The Legal Affairs Committee of the Swiss National Council, the lower house of the Federal Assembly -- Switzerland's national governing body -- voted August 30 to advance marriage equality legislation to the full National Council, which will likely consider it this fall, Swiss church news site Novena reports. A spokesman for the Diocese of Basel welcomed the news, and his response is just now being widely covered by both conservative and liberal Catholic groups in the U.S.
"We welcome the proposed regulations that give homosexual partnerships stable and reliable legal protection," spokesman Hansruedi Huber told Luzerner Zeitung, a German-language newspaper in Lucerne, Switzerland. "It is important to us that children who grow up in same-sex partnerships receive a legal framework that serves the best interests of the child." Huber also said priests within the diocese may bless such unions, but the ceremonies "must differ in content and form from the church wedding."
The bishop of Basel, Felix Gmur, had made a similar distinction in a 2017 interview with the Swiss newspaper Aargauer Zeitung, saying, "One does not bless the bond, but the two same-sex people on their common path together. ... In the celebration of the church, one should avoid anything that is reminiscent of a marriage: the exchange of rings, the yes-word, the eternal promise of fidelity."
The idea of even this not-quite-marriage raised the hackles of Church Militant, a far-right Catholic site that queried the diocese on whether it "affirms or denies the Catholic Church's teaching on homosexual acts being intrinsically evil." The site has received no answer so far, according to an article published Wednesday.

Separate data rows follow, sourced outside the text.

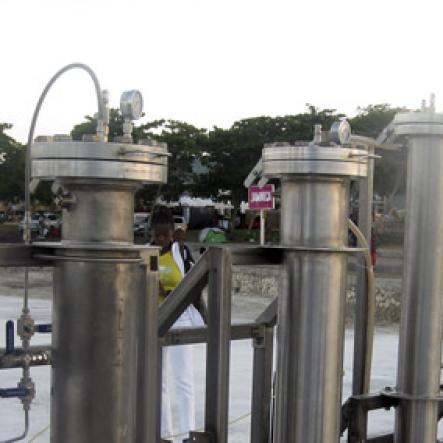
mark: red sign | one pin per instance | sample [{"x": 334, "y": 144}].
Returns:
[{"x": 261, "y": 198}]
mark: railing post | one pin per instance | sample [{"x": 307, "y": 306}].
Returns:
[
  {"x": 218, "y": 348},
  {"x": 262, "y": 385}
]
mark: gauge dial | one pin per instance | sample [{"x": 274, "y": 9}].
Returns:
[{"x": 131, "y": 104}]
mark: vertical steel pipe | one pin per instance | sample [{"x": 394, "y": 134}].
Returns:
[
  {"x": 418, "y": 377},
  {"x": 314, "y": 212},
  {"x": 262, "y": 385},
  {"x": 105, "y": 294},
  {"x": 311, "y": 311},
  {"x": 218, "y": 347}
]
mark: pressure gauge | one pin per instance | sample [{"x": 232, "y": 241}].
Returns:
[
  {"x": 131, "y": 104},
  {"x": 340, "y": 132}
]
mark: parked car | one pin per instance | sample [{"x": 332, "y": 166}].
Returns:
[
  {"x": 51, "y": 220},
  {"x": 141, "y": 223},
  {"x": 180, "y": 223},
  {"x": 34, "y": 223}
]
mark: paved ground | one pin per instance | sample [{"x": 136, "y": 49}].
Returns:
[{"x": 385, "y": 357}]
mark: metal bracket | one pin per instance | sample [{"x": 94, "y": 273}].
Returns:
[
  {"x": 258, "y": 337},
  {"x": 201, "y": 437}
]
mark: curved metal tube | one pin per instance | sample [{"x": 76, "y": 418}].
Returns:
[
  {"x": 101, "y": 114},
  {"x": 367, "y": 363}
]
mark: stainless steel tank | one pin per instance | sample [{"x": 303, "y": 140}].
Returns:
[
  {"x": 314, "y": 211},
  {"x": 418, "y": 376},
  {"x": 99, "y": 287}
]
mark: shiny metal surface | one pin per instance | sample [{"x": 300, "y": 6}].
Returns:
[
  {"x": 311, "y": 311},
  {"x": 283, "y": 159},
  {"x": 101, "y": 213},
  {"x": 95, "y": 351},
  {"x": 421, "y": 328},
  {"x": 142, "y": 172},
  {"x": 89, "y": 160}
]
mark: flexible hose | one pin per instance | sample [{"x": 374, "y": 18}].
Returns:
[
  {"x": 101, "y": 115},
  {"x": 370, "y": 319}
]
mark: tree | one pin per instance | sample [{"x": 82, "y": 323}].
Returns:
[
  {"x": 234, "y": 152},
  {"x": 390, "y": 170},
  {"x": 12, "y": 171}
]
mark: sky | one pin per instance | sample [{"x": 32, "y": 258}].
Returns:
[{"x": 212, "y": 62}]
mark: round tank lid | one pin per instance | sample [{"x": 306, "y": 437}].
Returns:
[
  {"x": 307, "y": 159},
  {"x": 147, "y": 163}
]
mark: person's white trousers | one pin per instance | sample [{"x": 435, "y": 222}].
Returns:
[{"x": 178, "y": 380}]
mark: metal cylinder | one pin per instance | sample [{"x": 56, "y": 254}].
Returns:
[
  {"x": 311, "y": 311},
  {"x": 314, "y": 202},
  {"x": 418, "y": 377},
  {"x": 99, "y": 361},
  {"x": 95, "y": 359},
  {"x": 99, "y": 213}
]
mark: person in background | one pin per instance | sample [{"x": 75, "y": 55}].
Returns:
[
  {"x": 180, "y": 237},
  {"x": 178, "y": 369}
]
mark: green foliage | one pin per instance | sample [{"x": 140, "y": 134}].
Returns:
[
  {"x": 235, "y": 151},
  {"x": 228, "y": 154},
  {"x": 12, "y": 171},
  {"x": 390, "y": 170}
]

Across the ideological spectrum, New Ways Ministry, a U.S.-based group that advocates for LGBTQ equality within the church, saw the Swiss statements as a sign of progress. "The Diocese of Basel's leaders, and many other church leaders, have shown the church has every reason to and must support civil marriage equality as what is best for LGBTQ families," New Ways' Robert Shine wrote in a blog post this week.